L’ora più buia per la moda indie
Limitato per ora al Regno Unito, il disastro può essere evitato
31 Maggio 2024
Nella lingua inglese ci si riferisce spesso a catastrofi e calamità naturali con il nome, un po’ fatalistico, di “acts of God”. Ma se è dibattibile che divinità di questo o quel pantheon passino tempo a mandare sulla terra grandine e uragani, ciò che sta succedendo ai brand indipendenti di moda in questi giorni sembra in effetti l’inizio della fine.

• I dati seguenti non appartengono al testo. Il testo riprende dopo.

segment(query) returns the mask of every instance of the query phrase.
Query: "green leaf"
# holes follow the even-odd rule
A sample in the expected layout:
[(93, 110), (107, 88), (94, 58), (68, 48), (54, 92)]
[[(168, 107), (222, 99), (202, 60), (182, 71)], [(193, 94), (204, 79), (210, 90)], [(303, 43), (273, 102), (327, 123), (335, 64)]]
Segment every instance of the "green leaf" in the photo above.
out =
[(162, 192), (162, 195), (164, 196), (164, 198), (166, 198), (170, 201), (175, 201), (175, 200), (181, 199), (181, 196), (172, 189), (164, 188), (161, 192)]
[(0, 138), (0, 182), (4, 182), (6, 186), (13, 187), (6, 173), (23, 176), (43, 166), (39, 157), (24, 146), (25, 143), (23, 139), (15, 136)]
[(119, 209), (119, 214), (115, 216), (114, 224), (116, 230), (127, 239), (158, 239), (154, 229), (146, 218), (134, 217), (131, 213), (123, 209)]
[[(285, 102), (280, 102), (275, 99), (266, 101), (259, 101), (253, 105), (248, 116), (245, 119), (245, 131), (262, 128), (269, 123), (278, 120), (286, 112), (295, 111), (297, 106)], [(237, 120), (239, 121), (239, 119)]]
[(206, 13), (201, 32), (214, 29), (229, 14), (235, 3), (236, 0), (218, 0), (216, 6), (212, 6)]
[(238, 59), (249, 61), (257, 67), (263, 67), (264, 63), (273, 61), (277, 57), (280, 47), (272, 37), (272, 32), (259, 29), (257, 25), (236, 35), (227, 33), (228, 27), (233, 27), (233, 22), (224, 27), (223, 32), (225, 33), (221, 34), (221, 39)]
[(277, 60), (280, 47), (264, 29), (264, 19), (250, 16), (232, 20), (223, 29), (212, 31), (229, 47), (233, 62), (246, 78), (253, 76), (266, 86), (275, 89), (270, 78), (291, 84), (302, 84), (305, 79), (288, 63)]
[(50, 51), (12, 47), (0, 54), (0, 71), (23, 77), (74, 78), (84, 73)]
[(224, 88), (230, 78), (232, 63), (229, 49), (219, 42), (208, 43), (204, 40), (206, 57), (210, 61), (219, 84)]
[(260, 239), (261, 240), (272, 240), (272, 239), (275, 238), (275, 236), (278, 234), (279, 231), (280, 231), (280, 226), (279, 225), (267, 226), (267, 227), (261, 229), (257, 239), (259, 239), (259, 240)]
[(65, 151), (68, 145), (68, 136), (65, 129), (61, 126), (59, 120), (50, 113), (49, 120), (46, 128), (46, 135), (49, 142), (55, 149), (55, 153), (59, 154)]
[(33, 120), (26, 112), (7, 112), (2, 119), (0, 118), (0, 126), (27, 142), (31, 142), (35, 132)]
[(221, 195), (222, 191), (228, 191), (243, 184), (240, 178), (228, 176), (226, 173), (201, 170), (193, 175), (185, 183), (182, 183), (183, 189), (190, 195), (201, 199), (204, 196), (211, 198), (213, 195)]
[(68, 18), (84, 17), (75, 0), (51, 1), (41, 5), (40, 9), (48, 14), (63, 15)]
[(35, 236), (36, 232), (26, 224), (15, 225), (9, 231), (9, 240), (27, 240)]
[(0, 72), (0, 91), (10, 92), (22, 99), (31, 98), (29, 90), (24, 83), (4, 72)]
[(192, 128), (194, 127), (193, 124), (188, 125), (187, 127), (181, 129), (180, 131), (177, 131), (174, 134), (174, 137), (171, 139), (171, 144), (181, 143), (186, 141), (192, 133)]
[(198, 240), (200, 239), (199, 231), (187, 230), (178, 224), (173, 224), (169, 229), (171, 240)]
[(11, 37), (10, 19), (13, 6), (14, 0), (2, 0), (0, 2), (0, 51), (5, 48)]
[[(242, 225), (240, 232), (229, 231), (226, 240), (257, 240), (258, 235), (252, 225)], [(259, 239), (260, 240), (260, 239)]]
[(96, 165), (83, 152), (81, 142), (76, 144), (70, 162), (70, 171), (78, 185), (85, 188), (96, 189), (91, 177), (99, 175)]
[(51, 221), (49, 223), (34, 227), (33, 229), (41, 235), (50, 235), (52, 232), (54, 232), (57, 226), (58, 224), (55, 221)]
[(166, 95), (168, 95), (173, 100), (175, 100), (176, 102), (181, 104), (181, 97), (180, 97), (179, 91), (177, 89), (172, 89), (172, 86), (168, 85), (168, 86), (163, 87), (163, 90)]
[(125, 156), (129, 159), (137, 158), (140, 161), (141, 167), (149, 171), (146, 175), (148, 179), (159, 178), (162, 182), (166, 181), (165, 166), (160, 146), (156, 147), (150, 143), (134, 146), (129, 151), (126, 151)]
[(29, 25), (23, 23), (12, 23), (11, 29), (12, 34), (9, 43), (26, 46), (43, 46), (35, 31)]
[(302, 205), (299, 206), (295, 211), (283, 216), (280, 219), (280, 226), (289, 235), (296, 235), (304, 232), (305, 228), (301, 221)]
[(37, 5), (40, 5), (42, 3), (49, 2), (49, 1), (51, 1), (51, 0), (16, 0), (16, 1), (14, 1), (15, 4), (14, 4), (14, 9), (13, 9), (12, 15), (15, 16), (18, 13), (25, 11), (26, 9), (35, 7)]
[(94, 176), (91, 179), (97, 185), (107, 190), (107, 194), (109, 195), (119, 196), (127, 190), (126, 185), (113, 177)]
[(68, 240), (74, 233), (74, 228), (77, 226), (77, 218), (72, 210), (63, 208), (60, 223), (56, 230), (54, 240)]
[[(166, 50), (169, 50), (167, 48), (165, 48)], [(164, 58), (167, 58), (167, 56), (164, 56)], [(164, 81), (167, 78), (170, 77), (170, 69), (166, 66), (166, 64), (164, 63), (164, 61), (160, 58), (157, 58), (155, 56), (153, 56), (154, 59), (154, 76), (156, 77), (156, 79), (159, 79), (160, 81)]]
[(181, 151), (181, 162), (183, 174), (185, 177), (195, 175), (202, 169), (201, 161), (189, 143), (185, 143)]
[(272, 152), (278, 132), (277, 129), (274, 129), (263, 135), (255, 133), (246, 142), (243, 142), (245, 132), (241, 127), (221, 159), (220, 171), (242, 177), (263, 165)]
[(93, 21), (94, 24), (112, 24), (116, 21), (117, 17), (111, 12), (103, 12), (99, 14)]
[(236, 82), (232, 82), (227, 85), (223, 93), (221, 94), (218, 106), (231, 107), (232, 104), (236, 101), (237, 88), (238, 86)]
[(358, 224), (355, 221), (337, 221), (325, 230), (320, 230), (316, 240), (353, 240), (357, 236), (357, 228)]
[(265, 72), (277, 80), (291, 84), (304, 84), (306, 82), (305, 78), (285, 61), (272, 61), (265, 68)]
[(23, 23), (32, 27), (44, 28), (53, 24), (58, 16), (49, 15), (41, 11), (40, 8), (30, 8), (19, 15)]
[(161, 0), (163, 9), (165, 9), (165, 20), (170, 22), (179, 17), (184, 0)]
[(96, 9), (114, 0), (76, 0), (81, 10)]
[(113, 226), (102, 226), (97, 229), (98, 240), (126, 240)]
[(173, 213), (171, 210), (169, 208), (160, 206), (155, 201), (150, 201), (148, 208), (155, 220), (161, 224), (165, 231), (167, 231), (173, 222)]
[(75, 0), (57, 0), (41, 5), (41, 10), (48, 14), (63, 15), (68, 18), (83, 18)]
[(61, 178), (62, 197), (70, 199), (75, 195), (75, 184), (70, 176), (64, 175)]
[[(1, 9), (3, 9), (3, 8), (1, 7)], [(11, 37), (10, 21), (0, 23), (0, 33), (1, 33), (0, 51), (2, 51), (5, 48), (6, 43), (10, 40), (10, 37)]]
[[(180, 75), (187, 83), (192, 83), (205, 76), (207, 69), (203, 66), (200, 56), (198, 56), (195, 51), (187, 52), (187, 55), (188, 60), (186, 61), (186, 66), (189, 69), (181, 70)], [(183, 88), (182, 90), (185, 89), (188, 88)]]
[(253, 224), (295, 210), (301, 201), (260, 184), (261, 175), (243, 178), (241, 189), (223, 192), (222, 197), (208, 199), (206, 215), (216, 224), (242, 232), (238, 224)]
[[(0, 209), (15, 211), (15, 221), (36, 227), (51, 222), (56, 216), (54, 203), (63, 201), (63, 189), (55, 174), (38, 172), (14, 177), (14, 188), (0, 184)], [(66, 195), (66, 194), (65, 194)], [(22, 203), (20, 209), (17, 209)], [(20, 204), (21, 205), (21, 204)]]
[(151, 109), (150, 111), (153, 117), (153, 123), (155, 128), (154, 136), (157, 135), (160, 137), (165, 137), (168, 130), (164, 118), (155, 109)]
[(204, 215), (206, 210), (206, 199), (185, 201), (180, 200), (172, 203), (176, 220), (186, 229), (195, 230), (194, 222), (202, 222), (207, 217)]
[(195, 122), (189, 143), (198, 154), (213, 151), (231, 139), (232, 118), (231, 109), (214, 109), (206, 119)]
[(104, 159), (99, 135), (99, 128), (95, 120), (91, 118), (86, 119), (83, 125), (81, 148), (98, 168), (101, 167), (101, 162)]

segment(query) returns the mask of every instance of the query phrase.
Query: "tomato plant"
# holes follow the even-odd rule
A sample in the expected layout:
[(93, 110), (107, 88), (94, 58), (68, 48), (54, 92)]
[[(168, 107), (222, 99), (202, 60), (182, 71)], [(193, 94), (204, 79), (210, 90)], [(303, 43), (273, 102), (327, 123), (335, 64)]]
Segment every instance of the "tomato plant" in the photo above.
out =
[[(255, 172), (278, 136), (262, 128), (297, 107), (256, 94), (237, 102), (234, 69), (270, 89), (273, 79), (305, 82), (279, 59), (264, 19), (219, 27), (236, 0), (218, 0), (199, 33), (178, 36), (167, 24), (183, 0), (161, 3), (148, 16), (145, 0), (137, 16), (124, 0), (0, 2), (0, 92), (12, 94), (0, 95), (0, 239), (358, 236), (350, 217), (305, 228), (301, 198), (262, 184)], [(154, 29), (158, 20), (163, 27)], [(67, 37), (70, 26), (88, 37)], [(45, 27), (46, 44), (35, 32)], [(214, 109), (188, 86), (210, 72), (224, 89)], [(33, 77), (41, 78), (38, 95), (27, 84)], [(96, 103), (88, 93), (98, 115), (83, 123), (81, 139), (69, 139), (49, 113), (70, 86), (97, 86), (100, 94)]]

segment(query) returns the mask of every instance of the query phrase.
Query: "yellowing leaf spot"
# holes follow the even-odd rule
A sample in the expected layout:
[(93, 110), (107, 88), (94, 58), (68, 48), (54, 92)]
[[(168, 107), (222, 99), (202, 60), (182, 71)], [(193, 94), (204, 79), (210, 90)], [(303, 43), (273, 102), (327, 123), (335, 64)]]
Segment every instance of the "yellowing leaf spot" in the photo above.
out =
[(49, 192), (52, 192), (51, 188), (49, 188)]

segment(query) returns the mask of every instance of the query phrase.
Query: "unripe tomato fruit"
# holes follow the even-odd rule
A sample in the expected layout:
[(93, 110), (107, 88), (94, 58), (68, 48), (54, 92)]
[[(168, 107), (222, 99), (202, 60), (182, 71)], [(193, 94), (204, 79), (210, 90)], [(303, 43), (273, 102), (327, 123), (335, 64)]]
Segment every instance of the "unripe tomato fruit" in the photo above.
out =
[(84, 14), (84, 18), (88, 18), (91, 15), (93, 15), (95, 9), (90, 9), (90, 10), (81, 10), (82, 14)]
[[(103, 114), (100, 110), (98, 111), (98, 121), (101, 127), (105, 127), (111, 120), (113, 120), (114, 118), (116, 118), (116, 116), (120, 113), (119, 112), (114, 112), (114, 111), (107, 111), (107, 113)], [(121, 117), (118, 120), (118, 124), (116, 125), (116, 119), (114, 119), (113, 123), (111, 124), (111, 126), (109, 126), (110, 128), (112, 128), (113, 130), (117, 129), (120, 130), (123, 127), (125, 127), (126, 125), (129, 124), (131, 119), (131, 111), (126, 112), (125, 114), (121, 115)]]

In ordine sparso: Dion Lee chiama amministratori per gestire insolvenze che paiono già terminali, Roksanda si fa comprare per salvarsi dal fallimento, Calvin Luo annuncia la progressiva chiusura del proprio brand da finalizzare a fine anno, mentre Mara Hoffman e soprattutto The Vampire’s Wife annunciano chiaro e tondo la chiusura. Per non parlare di come due altri giovanissimi brand di culto, Puppets & Puppets e Mia Vesper, abbiano deciso di abbandonare del tutto sfilate e fashion week per concentrarsi rispettivamente su borse e gioielleria. Se si dice di solito che un indizio è un indizio, due indizi sono una coincidenza e tre indizi sono una prova, questa settimana ci ha dato la dimostrazione inconfutabile che i brand indipendenti di tutto il mondo stanno letteralmente lottando per la propria vita. E in tempi in cui anche i titani dell’industria, LVMH e Kering, soffrono non poco a causa del tracollo dei consumi, la saturazione del mercato e il collasso finanziario dei grandi e-commerce, ci si può attendere che, miracoli a parte, la situazione non accennerà a migliorare.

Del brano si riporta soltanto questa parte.